Providing top-notch customer service is a top priority these days – it ensures they leave happy, are more likely to return and recommend to others. This is why businesses have for so long, relied heavily on Net Promoter Score (NPS) data to gauge customer satisfaction – but as a metric, it does have its drawbacks. NPS gives insight into general customer satisfaction, i.e. likelihood to recommend, but it cannot be used to guide a business to the specific areas that need focus in order to improve.
There’s no doubt that NPS has value or so many wouldn’t still be using it today. Indeed it can be used to predict customer lifetime value, price sensitivity, willingness to try new products and a range of other metrics associated with loyalty. Therefore, when you see that you’ve done something to change your NPS score, you can estimate that change’s impact on financial outcomes. It’s also valuable because it is easy to benchmark to your direct competitors on an ongoing basis.

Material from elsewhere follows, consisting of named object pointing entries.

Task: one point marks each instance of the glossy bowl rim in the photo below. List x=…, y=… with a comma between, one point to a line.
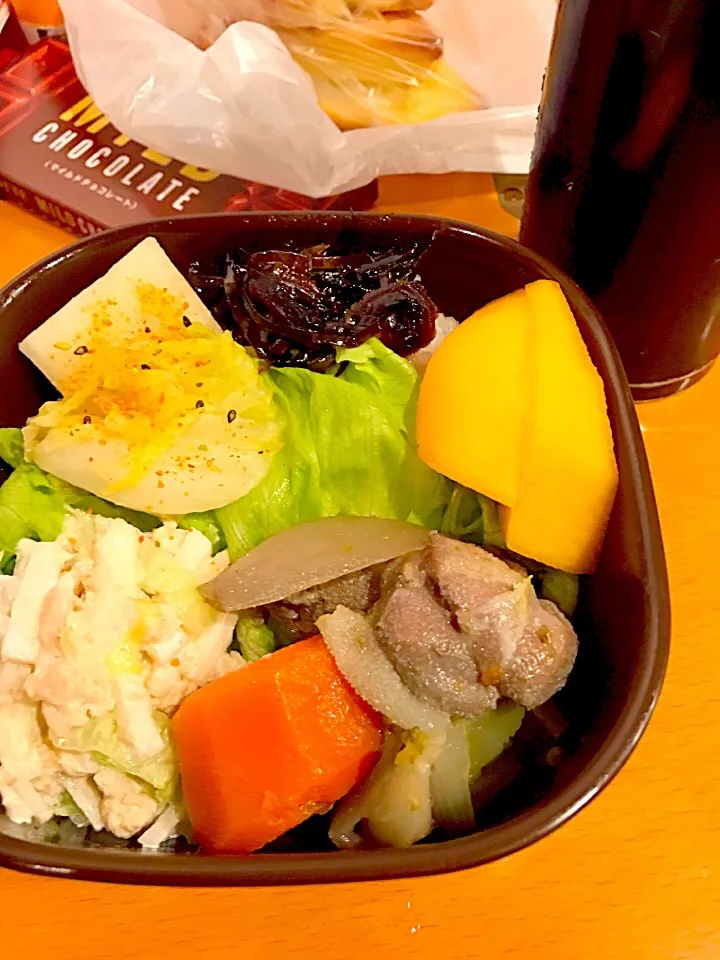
x=487, y=845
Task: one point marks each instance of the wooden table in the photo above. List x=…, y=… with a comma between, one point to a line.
x=635, y=876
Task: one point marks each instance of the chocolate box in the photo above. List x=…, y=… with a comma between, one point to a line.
x=61, y=158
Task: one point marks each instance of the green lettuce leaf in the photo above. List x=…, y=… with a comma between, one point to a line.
x=12, y=450
x=208, y=524
x=349, y=450
x=31, y=507
x=33, y=503
x=254, y=638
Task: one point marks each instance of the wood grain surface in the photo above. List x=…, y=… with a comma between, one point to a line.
x=635, y=876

However, it does have a number of limitations - mostly driven by the low sample size associated with receipt and email surveys. Specifically, NPS responses often suffer from selection bias. Typically, people who agree to take these types of surveys are either your most loyal customers or folks that are highly disgruntled. Therefore, NPS scores likely overweigh both local customers and detractors.
Additionally, NPS only gives a brand-level view so it can’t be used effectively to improve customer satisfaction at the store level. Some stores may be much more effective at driving likelihood to recommend than others, but you won’t see that with the low sample size that receipt surveys gather. A brand-level view is helpful but difficult to act on — you can’t confidently see what store locations are examples of best practices, or which need more attention.

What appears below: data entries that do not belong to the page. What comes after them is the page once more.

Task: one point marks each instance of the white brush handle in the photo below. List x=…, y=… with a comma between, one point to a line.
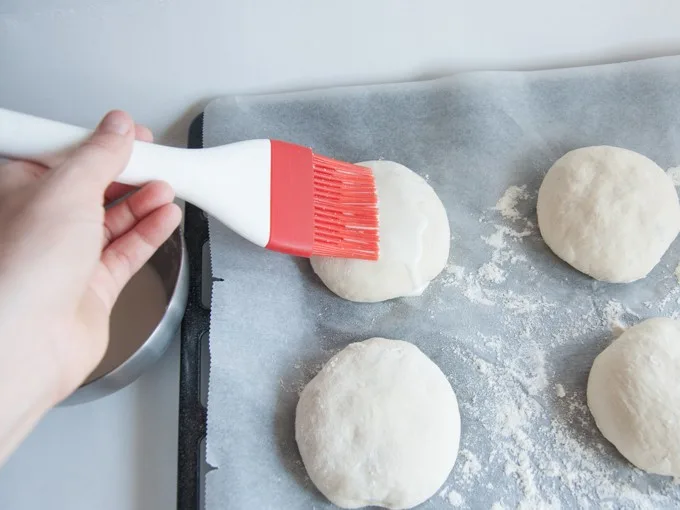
x=231, y=182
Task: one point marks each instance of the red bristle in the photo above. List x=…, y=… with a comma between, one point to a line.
x=345, y=210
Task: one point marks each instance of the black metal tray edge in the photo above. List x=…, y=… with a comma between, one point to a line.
x=196, y=323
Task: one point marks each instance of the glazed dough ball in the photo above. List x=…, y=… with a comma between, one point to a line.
x=378, y=425
x=414, y=241
x=609, y=212
x=634, y=395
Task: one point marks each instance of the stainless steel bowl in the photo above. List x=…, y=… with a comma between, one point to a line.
x=171, y=264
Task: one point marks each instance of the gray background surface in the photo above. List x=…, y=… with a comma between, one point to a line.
x=504, y=345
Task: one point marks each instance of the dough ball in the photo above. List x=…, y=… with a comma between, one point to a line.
x=414, y=241
x=609, y=212
x=378, y=425
x=634, y=395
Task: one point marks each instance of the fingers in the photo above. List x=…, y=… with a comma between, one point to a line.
x=127, y=254
x=103, y=156
x=117, y=190
x=123, y=216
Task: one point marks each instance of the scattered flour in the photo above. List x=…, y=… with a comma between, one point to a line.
x=507, y=204
x=538, y=451
x=455, y=499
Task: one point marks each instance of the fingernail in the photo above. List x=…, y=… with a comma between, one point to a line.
x=116, y=123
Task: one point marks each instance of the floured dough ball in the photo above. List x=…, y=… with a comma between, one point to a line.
x=609, y=212
x=379, y=425
x=414, y=241
x=634, y=395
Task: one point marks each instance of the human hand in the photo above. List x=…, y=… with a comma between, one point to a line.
x=64, y=259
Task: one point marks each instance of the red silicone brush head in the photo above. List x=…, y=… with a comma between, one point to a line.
x=320, y=206
x=345, y=210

And herein lies the problem: NPS doesn’t paint an accurate picture of what is happening at the store level. The customer feedback that NPS can gather is most valuable when you can determine how to convert a detractor to a raving fan. But with the absence of mass representative data - polled on multiple metrics across each location - it’s impossible to know why a detractor is a detractor and therefore it’s difficult to act on an NPS alone.
Businesses need to find ways to collect more store-level data and ask multiple questions, in aggregate, in a low-touch, low-friction way. For example, one of the most fundamental but revealing questions a store can ask is “How was your service today?” Many different things can impact service scores, but mainly this comes down to staff: Is there enough on shift? Have they been equipped with the right knowledge and training to help? And is management leading them effectively? Service can also be impacted greatly by a manager that inspires and a team that is motivated. In many cases when service scores have dropped, it’s because of the manager. More training, a new manager or even just a brief check-in can often inspire improved results.

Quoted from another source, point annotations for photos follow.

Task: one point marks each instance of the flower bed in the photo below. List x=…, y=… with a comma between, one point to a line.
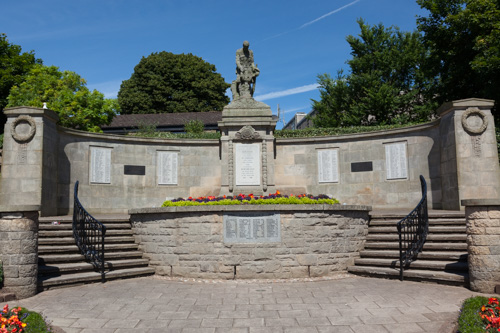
x=479, y=314
x=241, y=199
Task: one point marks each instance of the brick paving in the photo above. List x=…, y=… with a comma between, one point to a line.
x=342, y=304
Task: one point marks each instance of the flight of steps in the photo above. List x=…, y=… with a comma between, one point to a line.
x=442, y=260
x=61, y=264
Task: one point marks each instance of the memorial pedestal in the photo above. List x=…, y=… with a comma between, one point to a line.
x=247, y=144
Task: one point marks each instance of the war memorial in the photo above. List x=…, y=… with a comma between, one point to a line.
x=456, y=154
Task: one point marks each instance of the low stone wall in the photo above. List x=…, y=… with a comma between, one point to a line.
x=483, y=242
x=19, y=249
x=316, y=240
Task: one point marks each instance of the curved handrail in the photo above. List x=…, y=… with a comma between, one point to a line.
x=89, y=235
x=412, y=231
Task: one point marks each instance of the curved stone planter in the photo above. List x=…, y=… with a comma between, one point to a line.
x=316, y=240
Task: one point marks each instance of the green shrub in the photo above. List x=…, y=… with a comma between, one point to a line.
x=469, y=320
x=34, y=322
x=194, y=126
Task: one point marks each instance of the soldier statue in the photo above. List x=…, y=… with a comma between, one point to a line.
x=246, y=73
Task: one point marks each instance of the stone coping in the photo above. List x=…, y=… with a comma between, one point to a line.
x=19, y=208
x=364, y=135
x=251, y=208
x=481, y=202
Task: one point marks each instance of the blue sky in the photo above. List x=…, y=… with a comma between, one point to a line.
x=293, y=41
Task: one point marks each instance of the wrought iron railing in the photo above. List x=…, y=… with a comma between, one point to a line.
x=89, y=235
x=413, y=230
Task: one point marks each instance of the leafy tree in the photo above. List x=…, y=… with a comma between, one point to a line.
x=65, y=93
x=14, y=66
x=165, y=82
x=385, y=84
x=463, y=37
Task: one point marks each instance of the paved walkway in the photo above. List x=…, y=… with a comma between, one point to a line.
x=343, y=304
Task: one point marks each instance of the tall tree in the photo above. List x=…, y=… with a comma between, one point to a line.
x=65, y=93
x=166, y=82
x=385, y=84
x=14, y=66
x=463, y=37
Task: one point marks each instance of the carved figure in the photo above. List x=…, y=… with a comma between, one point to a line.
x=246, y=73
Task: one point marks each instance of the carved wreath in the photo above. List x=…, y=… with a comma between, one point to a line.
x=474, y=112
x=247, y=133
x=29, y=135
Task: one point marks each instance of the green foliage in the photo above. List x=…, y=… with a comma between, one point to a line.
x=194, y=126
x=165, y=82
x=147, y=130
x=65, y=93
x=463, y=39
x=34, y=322
x=385, y=84
x=469, y=320
x=14, y=66
x=321, y=131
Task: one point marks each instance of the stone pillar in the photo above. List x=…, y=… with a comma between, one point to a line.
x=19, y=249
x=469, y=155
x=483, y=244
x=30, y=150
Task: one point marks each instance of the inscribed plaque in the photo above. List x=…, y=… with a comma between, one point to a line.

It's also really useful to ask a question about a customer’s experience. This is a very hot metric right now, as it can be a challenge for businesses to understand consumer expectations against actual in-store experience. The “experience” question also is perfect for testing things such as new store layouts, a different menu or new checkout experiences before investing in those changes.
To sum up....
Businesses must bear in mind that NPS only gives a narrow view of your customers and the data isn’t representative of your entire customer base. Better understanding of what’s driving customers and impacting revenue is needed by utilising simple, low-friction ways to collect genuine and mass customer feedback.